Had to investigate a problem where monit (a small but powerful daemon to check processes) had restarted the process of an application server.
The application server itself serves a web application and listens on port 8088. The monit check looks like this:
check process application matching "/srv/application/deploy/bin/application"
start program = "/etc/init.d/application start"
stop program = "/etc/init.d/application stop"

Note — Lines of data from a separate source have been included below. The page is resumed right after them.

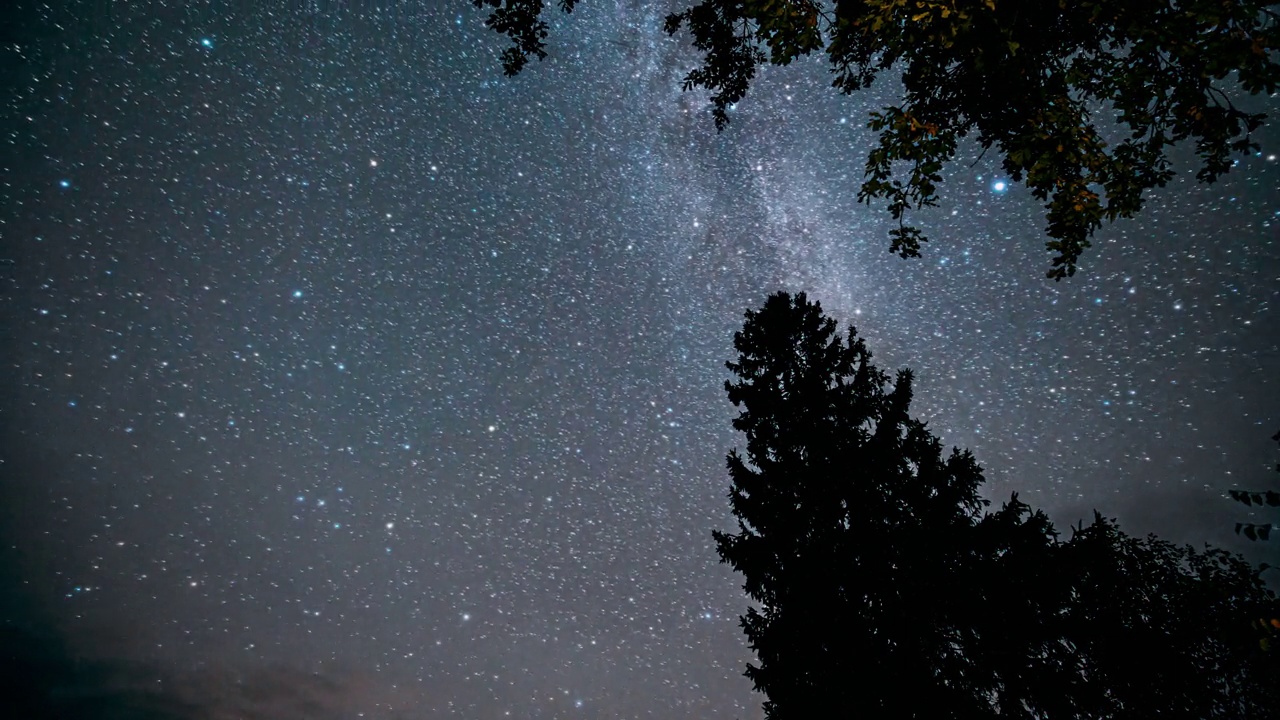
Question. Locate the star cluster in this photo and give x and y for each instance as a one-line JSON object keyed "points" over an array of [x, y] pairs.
{"points": [[329, 350]]}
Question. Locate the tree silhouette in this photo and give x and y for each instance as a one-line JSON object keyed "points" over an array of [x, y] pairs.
{"points": [[880, 583], [1270, 497], [1024, 77]]}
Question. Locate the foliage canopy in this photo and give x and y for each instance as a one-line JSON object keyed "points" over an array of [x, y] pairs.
{"points": [[1025, 77], [873, 566]]}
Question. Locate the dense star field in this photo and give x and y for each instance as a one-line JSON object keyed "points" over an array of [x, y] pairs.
{"points": [[344, 377]]}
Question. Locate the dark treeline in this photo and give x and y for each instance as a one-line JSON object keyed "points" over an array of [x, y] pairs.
{"points": [[883, 586]]}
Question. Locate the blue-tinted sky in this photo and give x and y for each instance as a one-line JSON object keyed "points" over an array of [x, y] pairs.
{"points": [[344, 376]]}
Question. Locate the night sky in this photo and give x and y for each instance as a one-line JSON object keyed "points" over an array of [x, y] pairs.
{"points": [[344, 377]]}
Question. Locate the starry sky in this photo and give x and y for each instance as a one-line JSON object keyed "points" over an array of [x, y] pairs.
{"points": [[344, 377]]}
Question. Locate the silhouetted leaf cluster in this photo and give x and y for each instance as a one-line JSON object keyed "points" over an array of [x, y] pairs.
{"points": [[880, 582], [1271, 499], [1027, 77]]}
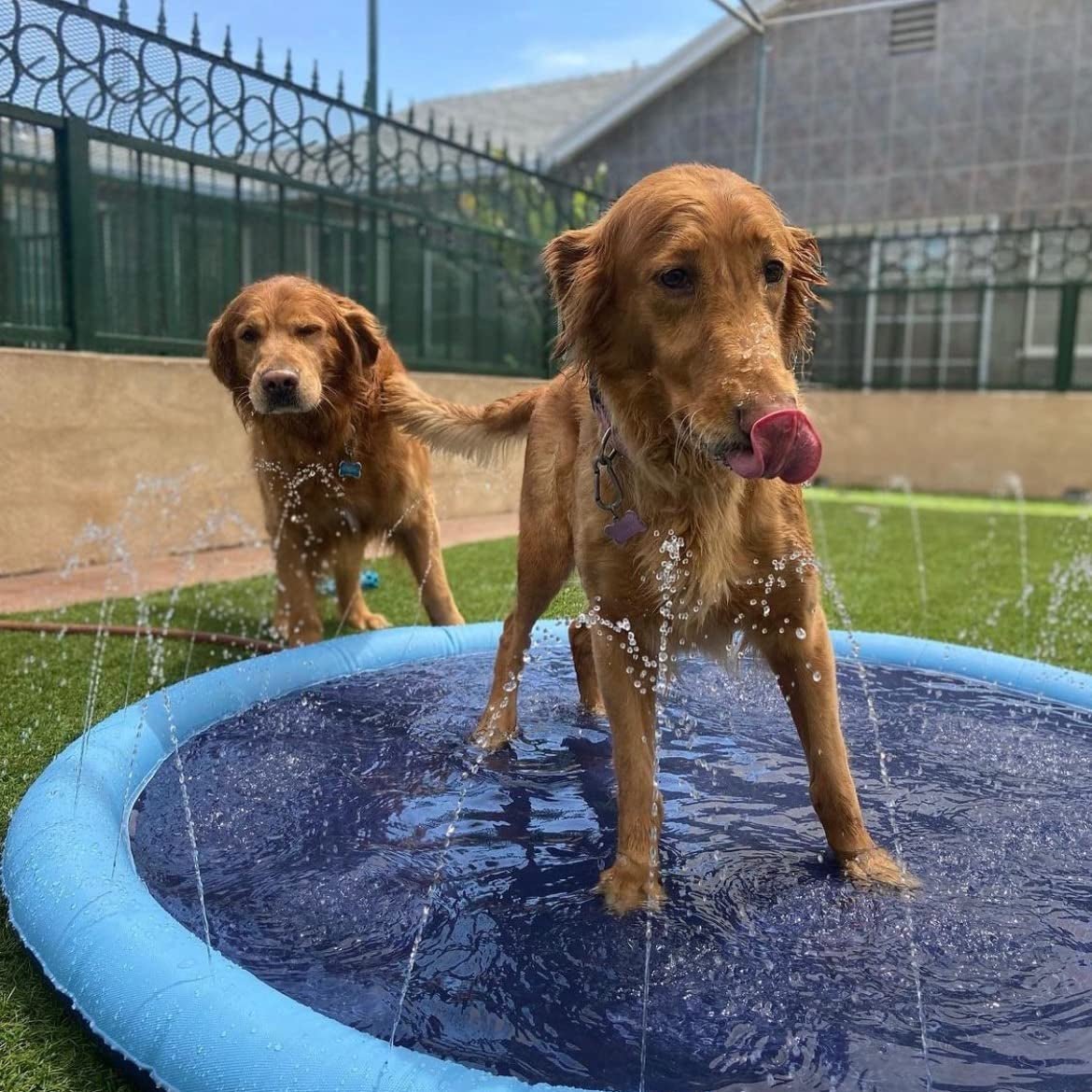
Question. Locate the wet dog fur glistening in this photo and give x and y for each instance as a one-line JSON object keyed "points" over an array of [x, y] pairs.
{"points": [[306, 367], [685, 307]]}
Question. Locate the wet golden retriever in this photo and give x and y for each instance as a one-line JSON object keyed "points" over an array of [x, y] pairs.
{"points": [[665, 462], [306, 367]]}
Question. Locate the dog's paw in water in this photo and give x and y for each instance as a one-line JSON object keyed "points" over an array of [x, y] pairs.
{"points": [[496, 728], [627, 886], [875, 867]]}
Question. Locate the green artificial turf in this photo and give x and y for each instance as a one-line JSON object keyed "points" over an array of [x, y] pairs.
{"points": [[976, 592]]}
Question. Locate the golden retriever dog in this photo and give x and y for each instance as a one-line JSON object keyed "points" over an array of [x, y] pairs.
{"points": [[665, 462], [306, 368]]}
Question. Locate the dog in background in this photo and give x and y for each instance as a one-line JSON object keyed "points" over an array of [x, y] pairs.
{"points": [[673, 434], [306, 370]]}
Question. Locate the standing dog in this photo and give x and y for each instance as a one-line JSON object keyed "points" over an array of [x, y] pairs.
{"points": [[682, 310], [306, 370]]}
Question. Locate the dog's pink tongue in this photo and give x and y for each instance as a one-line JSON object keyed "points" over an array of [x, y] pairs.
{"points": [[784, 444]]}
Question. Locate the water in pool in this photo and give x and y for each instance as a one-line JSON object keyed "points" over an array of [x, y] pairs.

if failed host 127.0.0.1 port 8088 protocol http then restart
if 5 restarts within 5 cycles then timeout
In the monit logs (/var/log/monit.log) the restart can clearly be seen:
[CEST Oct 5 20:26:49] error : 'application' failed protocol test [HTTP] at INET[127.0.0.1:8088] via TCP -- HTTP: Error receiving data -- Resource temporarily unavailable
[CEST Oct 5 20:26:49] info : 'application' trying to restart
[CEST Oct 5 20:26:49] info : 'application' stop: /etc/init.d/application
I also checked our Icinga monitoring if it did see the same problem. But no, Icinga's HTTP check worked. Then I double-checked with previous monit restarting actions. In the past, when the http request on port 8088 was not reachable, monit logged the following line:
error : 'application' failed, cannot open a connection to INET[127.0.0.1:8088] via TCP
But in this case the logged event clearly says:
'application' failed protocol test [HTTP] at INET[127.0.0.1:8088] via TCP -- HTTP: Error receiving data -- Resource temporarily unavailable
The difference is therefore clearly on layer 7. The port was up - but inside the http protocol something was wrong. The message "resource temporarily unavailable" sounded somewhat familiar to me. I manage a lot of reverse proxies and whenever the upstream/backend server is gone, a 50x error is shown with a similar message. I asked the developer of this application if the application serves a 5xx. Turns out - almost; A backend resource of the application was not available in that very moment and the application, by its design, started to respond with http status 423 (Locked). I checked the monit documentation and indeed found a very important information:
STATUS option can be used to explicitly test the HTTP status code returned by the HTTP server. If not used, the HTTP protocol test will fail if the status code returned is greater than or equal to 400. You can override this behaviour by using the status qualifier.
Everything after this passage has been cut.